So 2025 is over. How was this year for me? Pretty fucking awful to be honest. I started off the year trying to work on CLARA. I stayed behind in Worcester because I naively thought that I could finish up CLARA in time to publish a paper. It didn’t work out. Just like the other couple of chances I had. So I missed Christmas and New Years for nothing. I started off the actual new years at the barcade I frequented. Bunch of happy people who rang in the new year with me standing awkwardly to the side watching them. I wanted to play Galaga to start off the year, but a couple was making out on top of the cabinet so I just left. Then I spent the next few months floundering trying to get that stupid robot to work until I managed to get a half assed final product and a half assed thesis. Something I’m not proud of. I constantly think of that moment after my presentation where it sounded like my advisor was pleading with the other committee members to pass me through.
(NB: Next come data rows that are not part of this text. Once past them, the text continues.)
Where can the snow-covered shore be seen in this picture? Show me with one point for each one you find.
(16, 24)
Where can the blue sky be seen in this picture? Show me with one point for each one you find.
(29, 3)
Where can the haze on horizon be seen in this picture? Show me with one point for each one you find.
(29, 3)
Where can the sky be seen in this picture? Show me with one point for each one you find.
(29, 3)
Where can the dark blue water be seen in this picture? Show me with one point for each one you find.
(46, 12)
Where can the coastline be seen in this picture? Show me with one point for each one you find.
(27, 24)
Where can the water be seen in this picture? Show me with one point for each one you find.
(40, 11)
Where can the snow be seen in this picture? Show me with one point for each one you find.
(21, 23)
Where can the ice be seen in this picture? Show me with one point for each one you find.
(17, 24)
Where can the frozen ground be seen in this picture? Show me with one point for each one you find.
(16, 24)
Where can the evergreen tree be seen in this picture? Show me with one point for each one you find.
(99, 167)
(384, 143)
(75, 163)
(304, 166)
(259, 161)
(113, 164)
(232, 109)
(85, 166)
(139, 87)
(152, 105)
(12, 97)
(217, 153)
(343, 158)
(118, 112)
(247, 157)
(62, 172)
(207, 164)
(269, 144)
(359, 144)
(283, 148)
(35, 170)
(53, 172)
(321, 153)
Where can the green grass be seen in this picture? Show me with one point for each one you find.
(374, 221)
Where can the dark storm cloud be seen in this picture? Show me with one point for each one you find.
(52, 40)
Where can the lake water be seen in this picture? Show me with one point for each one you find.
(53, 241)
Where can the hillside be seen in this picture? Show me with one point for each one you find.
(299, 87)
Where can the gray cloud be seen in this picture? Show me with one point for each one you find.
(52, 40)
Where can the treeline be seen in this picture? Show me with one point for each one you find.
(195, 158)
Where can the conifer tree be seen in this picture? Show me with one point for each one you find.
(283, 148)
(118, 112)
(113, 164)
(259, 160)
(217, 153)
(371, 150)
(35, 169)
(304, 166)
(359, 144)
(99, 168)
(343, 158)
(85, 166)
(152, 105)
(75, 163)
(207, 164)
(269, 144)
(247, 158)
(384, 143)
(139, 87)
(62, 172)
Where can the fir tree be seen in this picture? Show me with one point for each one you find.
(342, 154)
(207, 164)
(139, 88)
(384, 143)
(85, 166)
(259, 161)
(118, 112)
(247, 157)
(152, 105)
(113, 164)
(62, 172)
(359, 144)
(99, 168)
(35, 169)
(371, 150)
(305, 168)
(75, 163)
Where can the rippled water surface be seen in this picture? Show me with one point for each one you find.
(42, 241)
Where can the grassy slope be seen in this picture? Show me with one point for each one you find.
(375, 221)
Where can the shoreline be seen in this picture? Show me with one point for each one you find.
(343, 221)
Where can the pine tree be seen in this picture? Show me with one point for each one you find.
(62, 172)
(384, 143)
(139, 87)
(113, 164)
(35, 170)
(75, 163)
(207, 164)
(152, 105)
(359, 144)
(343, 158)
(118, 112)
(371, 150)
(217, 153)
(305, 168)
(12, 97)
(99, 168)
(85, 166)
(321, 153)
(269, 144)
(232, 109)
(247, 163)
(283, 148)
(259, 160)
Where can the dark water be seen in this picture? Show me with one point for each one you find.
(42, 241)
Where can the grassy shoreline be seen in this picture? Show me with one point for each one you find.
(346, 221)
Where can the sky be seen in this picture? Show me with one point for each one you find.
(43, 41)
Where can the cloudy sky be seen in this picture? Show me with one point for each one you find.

Talking about how “hard” I worked on this “project”. He didn’t have to do it with any other Masters student. So the best thing that happened to me this year was that I got a Masters degree I’m not even really proud of. I spent the rest of the year doing fuck all nothing and pointlessly applying for jobs that didn’t want me. Then I get a god awful technician job where I wake up at three in the morning 3 days out of the week and spend 12 and half straight hours in a hot, loud, claustrophobic amazon warehouse where all the associates look like they want to kill themselves. Speaking of which.
1 month down 5 more to go. I complained how I was stuck in Worcester hopelessly working on CLARA for December but I would take that a thousand times over what I put up with this month. At least I was doing something I wanted to do. I wasn’t any good at it, but that’s a different story. Now I’m supposed to fix conveyor belts and fill out safety forms. I’m sure putting my Masters degree to good use. The people are nice, but that’s not enough to like this job. They keep talking about how they want me to be a permanent employee and I just shrug and say I don’t know what will happen. I actually started to apply for jobs again today. I’ve got 5 months to make sure I don’t stay a permanent member. Considering how it took me 4 months to get this shit job, things aren’t looking up. What else? Oh yeah I’m getting a root canal after all next week. And it costs 2 grand. Which I had to ask my parents for. The whole point of taking this piece of shit job was to at least say I was financially independent. What a fucking joke.
Been listening to this track a lot. Of course it makes me think of her. It’s actually painful how accurate it is concerning what relationship we had. Constantly chasing after someone who never gave a fuck about me. BTW still sticking with that hell app. Should’ve just deleted my profile by now, but sunk cost fallacy and all that.